Quatro anos depois de ter ingressado no escritório do Dr. Caetano Alberto Soares, o jovem cearense ingressou no jornalismo, como redator do Correio Mercantil. E o que lhe cabe fazer ali, de início, é a seção forense da folha, sem prejuízo dos primeiros surtos literários em letra de forma, nos folhetins que escreverá ao correr da pena e com os quais irá abrindo caminho à eclosão do romancista do O Guarani.

Em José de Alencar, a vocação literária, que levará o escritor à preeminência da literatura brasileira, corre paralela à vocação jurídica, como reverso e anverso da mesma medalha.

Nascido em 1829, faleceu Alencar em 1877. Tinha, assim, pouco mais de quarenta e oito anos, à hora do silêncio definitivo de sua pena. Tudo quanto esta deixou no papel seria respeitado pelo tempo – no romance, na novela, no ensaio, nos estudos históricos.

Dificilmente aceitamos que o escritor haja morrido tão cedo, tendo em conta que a vastidão de sua obra e a gravidade de sua figura física nos deixam a impressão de que, para escrever tantos livros, seu autor há de ter vivido muito.

A barba intonsa, que adornava o rosto magro de Alencar, tornava-o ainda mais velho, na severidade da figura mediativa que o bronze fixou na estátua sedestre de seu monumento.

Machado de Assis, que com ele conviveu, nos dá do amigo e mestre esta imagem: “A sensação que recebi no primeiro encontro pessoal com ele foi extraordinária; creio ainda agora que não lhe disse nada, contentando-me de fitá-lo com os olhos assombrados do menino Heine ao ver passar Napoleão. A fascinação não diminuiu com o trato do homem e do artista.”

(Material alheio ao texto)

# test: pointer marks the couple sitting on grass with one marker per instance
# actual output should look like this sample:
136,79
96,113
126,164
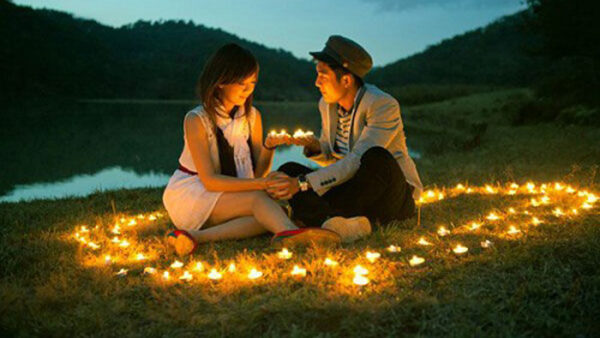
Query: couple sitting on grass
223,188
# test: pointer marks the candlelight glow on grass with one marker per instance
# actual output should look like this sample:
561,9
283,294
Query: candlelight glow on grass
119,247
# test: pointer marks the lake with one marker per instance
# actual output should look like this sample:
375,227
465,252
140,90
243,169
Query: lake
62,149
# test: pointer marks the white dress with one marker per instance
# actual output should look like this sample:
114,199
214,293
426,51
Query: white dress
186,199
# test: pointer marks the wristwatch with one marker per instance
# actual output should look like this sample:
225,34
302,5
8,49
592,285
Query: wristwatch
302,182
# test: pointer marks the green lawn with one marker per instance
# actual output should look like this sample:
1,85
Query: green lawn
542,281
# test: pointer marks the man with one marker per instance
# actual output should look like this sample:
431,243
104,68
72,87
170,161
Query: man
367,174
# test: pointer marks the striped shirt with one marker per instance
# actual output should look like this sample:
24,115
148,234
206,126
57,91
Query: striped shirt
342,134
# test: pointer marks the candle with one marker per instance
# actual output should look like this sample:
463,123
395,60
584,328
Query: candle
416,260
513,231
186,276
393,248
149,270
176,265
459,249
359,270
284,254
372,256
93,245
442,231
423,241
298,271
330,262
214,274
486,244
557,212
489,189
360,280
254,274
474,226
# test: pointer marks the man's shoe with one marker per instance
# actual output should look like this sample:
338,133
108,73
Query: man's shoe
349,229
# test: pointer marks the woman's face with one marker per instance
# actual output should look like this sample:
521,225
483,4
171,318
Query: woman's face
236,93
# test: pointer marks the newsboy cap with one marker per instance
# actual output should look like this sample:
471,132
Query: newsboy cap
347,54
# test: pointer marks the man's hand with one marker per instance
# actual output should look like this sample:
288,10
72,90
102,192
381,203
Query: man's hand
282,187
275,140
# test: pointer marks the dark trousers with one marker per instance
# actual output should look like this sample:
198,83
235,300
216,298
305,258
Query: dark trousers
377,190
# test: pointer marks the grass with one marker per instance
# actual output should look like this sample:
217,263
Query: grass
544,281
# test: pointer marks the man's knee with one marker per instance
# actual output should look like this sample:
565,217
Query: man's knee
293,169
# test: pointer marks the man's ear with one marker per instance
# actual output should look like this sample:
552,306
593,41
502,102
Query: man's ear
347,80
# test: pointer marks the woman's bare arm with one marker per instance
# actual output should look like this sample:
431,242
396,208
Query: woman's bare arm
197,140
263,157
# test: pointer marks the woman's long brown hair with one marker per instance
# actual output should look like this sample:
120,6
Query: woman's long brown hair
230,63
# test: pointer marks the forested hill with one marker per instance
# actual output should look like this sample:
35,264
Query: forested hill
45,53
498,54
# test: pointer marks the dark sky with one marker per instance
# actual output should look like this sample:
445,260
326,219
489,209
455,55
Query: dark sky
388,29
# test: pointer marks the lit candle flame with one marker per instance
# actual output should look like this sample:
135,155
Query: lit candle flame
176,265
512,230
186,276
360,280
442,231
284,254
372,256
416,260
492,217
149,270
423,241
330,262
486,244
557,212
93,245
474,226
214,274
254,274
393,248
298,271
459,249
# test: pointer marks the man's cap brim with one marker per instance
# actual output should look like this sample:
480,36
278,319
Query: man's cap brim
322,56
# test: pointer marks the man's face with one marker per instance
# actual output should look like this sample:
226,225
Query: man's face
330,87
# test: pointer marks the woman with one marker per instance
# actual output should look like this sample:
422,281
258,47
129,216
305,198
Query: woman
218,191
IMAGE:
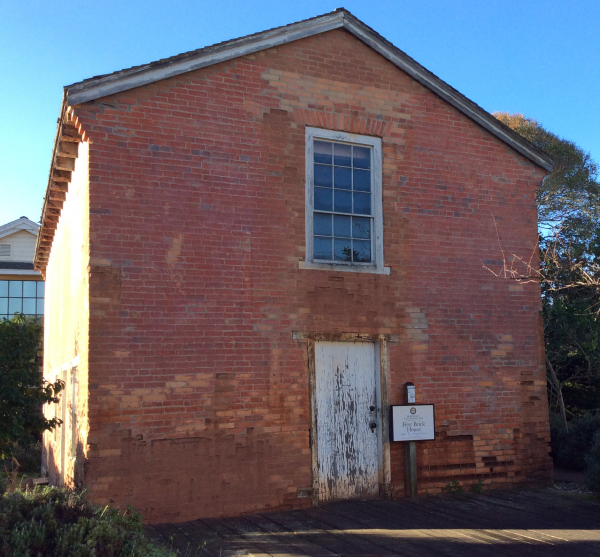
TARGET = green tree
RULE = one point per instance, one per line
(23, 390)
(570, 196)
(569, 245)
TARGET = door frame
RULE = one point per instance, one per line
(382, 385)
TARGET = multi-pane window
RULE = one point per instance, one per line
(342, 220)
(22, 296)
(344, 207)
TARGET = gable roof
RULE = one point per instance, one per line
(101, 86)
(17, 225)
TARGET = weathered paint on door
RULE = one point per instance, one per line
(346, 413)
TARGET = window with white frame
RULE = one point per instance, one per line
(344, 225)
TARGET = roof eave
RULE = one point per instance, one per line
(95, 88)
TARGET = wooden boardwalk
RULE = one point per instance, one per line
(531, 523)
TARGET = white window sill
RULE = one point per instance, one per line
(345, 268)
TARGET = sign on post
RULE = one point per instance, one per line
(412, 422)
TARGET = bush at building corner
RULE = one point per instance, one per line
(569, 449)
(592, 460)
(54, 522)
(22, 388)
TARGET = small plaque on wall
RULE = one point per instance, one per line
(412, 422)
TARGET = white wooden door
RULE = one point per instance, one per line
(346, 413)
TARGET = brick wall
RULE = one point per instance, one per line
(66, 329)
(198, 396)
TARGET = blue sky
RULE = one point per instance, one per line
(540, 58)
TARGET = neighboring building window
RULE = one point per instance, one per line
(344, 228)
(21, 296)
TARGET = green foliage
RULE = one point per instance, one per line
(571, 194)
(592, 461)
(569, 226)
(477, 487)
(22, 387)
(53, 522)
(454, 488)
(569, 449)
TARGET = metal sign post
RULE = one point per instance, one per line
(410, 450)
(410, 423)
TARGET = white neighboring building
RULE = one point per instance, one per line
(21, 288)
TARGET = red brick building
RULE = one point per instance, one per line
(250, 248)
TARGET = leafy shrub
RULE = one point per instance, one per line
(592, 460)
(23, 390)
(569, 449)
(54, 522)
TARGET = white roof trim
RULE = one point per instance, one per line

Esse espanto de Machado de Assis é ainda o nosso espanto, quando consideramos que, na personalidade de José de Alencar, coexistiram o escritor que renovou a língua portuguesa e lhe deu um novo estilo; o mestre de teatro que recolheu a herança cênica de Antônio José e Martins Pena; o romancista que criou o genuíno romance brasileiro e nele fixou o sertão e a cidade, o passado e o presente, a história e a lenda, as tradições e os costumes, e soube comover com o entrecho lírico ou aventuroso de seus livros a sinhá-moça e o bacharel, o estudante e o poeta, o caixeiro e o criado, e era lido nos sertões das casas grandes ou à luz dos lampiões de rua.

Como se não bastasse esse labor formidável, que lhe permitiu perfilar nas estantes algumas das obras fundamentais da literatura brasileira, José de Alencar foi ainda o político, o lingüista e o historiador, o polemista e o crítico, o jurisconsulto e o advogado.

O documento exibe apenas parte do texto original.